La normativa vigente estipula que el certificado energético Villamanín debe ser realizado por técnicos competentes que posean la titulación académica y profesional habilitante. Esto incluye a arquitectos, arquitectos técnicos, ingenieros e ingenieros técnicos colegiados. En nuestra red, contamos con profesionales expertos en la provincia de León que conocen perfectamente las particularidades constructivas de la zona de la Cordillera Cantábrica. El técnico debe realizar una inspección al inmueble presencial para realizar mediciones de muros, ventanas y revisar los sistemas de calefacción (calderas de gasoil, pellets o carbón habituales en la zona). Este rigor asegura que la calificación obtenida sea real y legalmente válida ante cualquier inspección administrativa.
Villamanín cuenta con 1.089 unidades residenciales, donde predominan las viviendas unifamiliares de piedra y pizarra y bloques de apartamentos construidos para el turismo de montaña y el sector minero. Debido a que gran parte del parque fue edificado antes de la normativa de eficiencia de 2007, es común encontrar calificaciones tipo E, F o G. La zona climática C1 impone una demanda de calefacción muy alta. Para mejorar la CEE Villamanín y subir al menos una letra en la etiqueta, las recomendaciones más efectivas suelen ser el trasdosado de muros con aislamiento térmico y la sustitución de ventanas antiguas por carpinterías con rotura de puente térmico y vidrios bajo emisivos. Estas mejoras no solo suben el valor del inmueble, sino que reducen drásticamente la factura de calefacción en los crudos inviernos leoneses.
El marco legal que regula el certificado energético Villamanín es el Real Decreto 390/2021 a nivel estatal. En el ámbito autonómico, la gestión recae sobre el Ente Regional de la Energía de Castilla y León (EREN), dependiente de la Consejería de Economía y Hacienda. Es obligatorio que todo certificado esté inscrito en este registro para que la etiqueta tenga validez legal. La tasa administrativa actual en Castilla y León para viviendas unifamiliares y pisos es de 29,10 euros.

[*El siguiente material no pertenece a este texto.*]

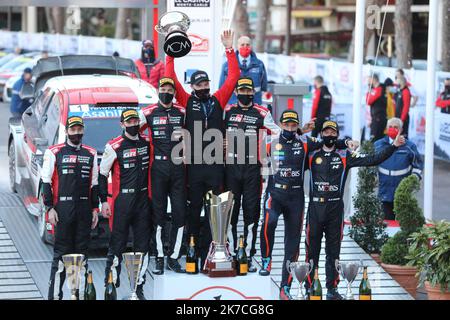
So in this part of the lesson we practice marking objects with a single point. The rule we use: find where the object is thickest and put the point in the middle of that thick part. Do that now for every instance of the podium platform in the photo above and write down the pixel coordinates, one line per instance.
(173, 286)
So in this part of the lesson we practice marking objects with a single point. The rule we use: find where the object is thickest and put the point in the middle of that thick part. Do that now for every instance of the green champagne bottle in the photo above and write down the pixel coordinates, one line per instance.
(89, 291)
(191, 258)
(242, 260)
(365, 292)
(110, 290)
(316, 287)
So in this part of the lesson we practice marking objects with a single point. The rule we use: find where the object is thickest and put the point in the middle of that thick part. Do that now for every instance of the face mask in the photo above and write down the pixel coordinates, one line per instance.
(149, 54)
(329, 141)
(288, 135)
(166, 98)
(75, 139)
(245, 99)
(393, 133)
(203, 94)
(132, 131)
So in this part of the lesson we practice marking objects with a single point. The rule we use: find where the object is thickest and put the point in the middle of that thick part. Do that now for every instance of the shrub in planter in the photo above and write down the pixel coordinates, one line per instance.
(368, 229)
(429, 252)
(410, 217)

Una vez registrado, el certificado tiene una validez de 10 años, salvo que la calificación sea G, en cuyo caso la validez se reduce a 5 años. Fuentes oficiales como el IDAE y el Ministerio para la Transición Ecológica supervisan que estas certificaciones contribuyan a la descarbonización del parque inmobiliario español para el año 2050.
No disponer del certificado energético en Villamanín al anunciar una vivienda puede acarrear graves problemas legales. La Ley 8/2013 define infracciones que van desde los 300€ hasta los 6.000€. Las multas leves (300-600€) se aplican por publicitar la venta o alquiler sin mencionar la calificación energética. Las graves (601-1.000€) ocurren si no se entrega el certificado al comprador o arrendatario. Dada la cercanía de Villamanín a estaciones de esquí como Valgrande-Pajares, existe una alta rotación de alquiler vacacional y estacional; las plataformas de reserva ya exigen la etiqueta energética para cumplir con la normativa, y la falta de esta puede suponer la retirada del anuncio y la sanción administrativa correspondiente.